Payload processing errors
Incident Report for Server Density
Postmortem

On October 23 at 19:45 UTC, in preparation for an announced maintenance operation across all our provider data centers where we deploy to, we initiated a controlled shutdown of one of our zookeeper and kafka cluster members. This shutdown was required to move that member to another data center pending the announce provider maintenance. Although this operation had previously been tested successfully, it caused a loss of quorum on the cluster, leading to its shutdown and consequent stop of device and services payload processing at 19:50 UTC.

Recovery action started immediately, however initially focused on recovering that single cluster member. That caused significant delay in dealing with the root cause of the problem. Subsequent analysis uncovered data corruption on other cluster members and, given the duration of the incident, it was decided to rebuild the cluster to restore service in a known time frame, rather than trying to recover from the existing errors. As this cluster does not store any customer data, it is a relatively simple operation to rebuilt it. That work was completed and payload processing and service restored at 21:38 UTC. At 23:09, payload processing was paused to allow reconfiguration of that cluster. At 23:41 UTC, that work was completed ending this incident.

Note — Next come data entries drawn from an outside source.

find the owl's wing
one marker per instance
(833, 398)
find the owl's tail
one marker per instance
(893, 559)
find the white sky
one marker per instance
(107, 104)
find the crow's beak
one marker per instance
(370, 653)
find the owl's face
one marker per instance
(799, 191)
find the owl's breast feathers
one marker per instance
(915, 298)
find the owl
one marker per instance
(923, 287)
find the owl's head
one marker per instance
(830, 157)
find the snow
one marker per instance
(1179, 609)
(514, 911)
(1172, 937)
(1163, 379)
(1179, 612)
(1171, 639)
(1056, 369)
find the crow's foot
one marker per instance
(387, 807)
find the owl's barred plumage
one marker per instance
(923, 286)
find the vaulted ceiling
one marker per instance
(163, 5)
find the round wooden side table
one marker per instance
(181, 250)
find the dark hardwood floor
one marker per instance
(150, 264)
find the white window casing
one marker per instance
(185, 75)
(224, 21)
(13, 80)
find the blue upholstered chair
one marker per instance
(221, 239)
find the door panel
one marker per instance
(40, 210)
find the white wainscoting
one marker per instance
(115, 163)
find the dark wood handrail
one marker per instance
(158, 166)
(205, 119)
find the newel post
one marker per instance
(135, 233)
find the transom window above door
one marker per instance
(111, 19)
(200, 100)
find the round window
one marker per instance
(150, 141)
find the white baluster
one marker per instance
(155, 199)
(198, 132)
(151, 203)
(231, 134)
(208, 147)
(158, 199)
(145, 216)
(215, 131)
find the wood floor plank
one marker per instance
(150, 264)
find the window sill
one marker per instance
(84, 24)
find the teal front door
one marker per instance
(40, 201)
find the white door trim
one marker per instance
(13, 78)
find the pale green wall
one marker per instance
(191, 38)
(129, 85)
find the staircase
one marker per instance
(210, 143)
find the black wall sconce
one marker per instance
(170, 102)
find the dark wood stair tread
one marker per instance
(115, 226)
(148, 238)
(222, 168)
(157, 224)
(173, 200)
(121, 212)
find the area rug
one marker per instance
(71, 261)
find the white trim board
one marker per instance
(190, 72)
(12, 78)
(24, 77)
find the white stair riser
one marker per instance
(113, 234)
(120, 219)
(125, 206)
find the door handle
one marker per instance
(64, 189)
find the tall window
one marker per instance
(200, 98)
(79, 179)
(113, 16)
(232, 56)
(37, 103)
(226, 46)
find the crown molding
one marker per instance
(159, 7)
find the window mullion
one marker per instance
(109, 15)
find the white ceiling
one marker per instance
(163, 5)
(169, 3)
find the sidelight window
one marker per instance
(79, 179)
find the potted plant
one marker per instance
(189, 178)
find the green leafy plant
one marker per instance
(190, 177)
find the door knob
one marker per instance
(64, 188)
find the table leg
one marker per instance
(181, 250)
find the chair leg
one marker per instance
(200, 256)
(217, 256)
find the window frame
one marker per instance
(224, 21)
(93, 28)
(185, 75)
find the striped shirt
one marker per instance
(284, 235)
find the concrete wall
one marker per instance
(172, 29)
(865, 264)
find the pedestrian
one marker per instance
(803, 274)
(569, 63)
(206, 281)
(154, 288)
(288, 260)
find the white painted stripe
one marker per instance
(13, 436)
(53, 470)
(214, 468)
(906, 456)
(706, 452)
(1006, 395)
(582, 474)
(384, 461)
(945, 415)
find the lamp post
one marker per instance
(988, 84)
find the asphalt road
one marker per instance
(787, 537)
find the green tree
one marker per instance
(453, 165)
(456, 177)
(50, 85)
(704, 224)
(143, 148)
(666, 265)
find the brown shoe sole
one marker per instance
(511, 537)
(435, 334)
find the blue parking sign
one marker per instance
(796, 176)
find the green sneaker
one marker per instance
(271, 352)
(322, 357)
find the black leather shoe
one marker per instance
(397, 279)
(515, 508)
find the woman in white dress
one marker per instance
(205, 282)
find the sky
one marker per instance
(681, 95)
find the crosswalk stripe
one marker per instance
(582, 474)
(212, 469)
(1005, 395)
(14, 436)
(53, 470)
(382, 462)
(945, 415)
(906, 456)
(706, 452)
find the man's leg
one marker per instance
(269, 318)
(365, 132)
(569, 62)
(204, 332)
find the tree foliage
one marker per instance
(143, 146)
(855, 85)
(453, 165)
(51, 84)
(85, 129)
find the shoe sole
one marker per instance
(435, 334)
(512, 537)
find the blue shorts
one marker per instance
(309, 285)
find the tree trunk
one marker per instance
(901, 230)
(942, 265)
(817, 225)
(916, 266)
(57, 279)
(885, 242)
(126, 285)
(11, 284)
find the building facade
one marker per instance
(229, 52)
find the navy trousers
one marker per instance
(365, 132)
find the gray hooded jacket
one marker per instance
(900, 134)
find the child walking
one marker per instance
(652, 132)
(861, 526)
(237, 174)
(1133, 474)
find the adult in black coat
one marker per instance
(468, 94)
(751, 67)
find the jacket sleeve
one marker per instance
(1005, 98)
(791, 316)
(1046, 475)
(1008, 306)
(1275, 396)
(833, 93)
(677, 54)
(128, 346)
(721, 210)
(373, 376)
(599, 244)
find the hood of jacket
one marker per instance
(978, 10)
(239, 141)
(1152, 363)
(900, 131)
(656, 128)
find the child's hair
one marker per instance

Up to this point we had relied on independent zookeeper and kafka clusters deployed on geographical distant data centers, but each cluster deployed to a single data center. This was mostly due of latency related limitations from within zookeeper and kafka themselves. However, following this event, and making use of <5ms distances to the next data center of our provider, we will be improving this architecture by deploying the same cluster across multiple data centers. This change will allow better resilience and fully automated failover in similar circumstances.

Posted Oct 27, 2015 - 11:39 GMT

Resolved
We have now completed the maintenance procedures that will allow Server Density to perform as normal during the next days, when some of our servers will be rebooted by our provider in an ongoing Xen maintenance.

A post mortem of this complete operation will be publish in the next few days.
Posted Oct 24, 2015 - 01:16 BST
Monitoring
The affected cluster has now been recovered and request processing is back to normal. We will be monitoring the situation closely also because the identified trigger so far has been our maintenance procedures in preparation for our provider Xen reboots happening the next days. These have been paused for the moment but will resume shortly.
Posted Oct 23, 2015 - 23:00 BST
Identified
We are currently experiencing a failure in processing requests. This has been caused by the loss of quorum on one of our processing clusters and we are currently working to recover from that error.
Posted Oct 23, 2015 - 21:43 BST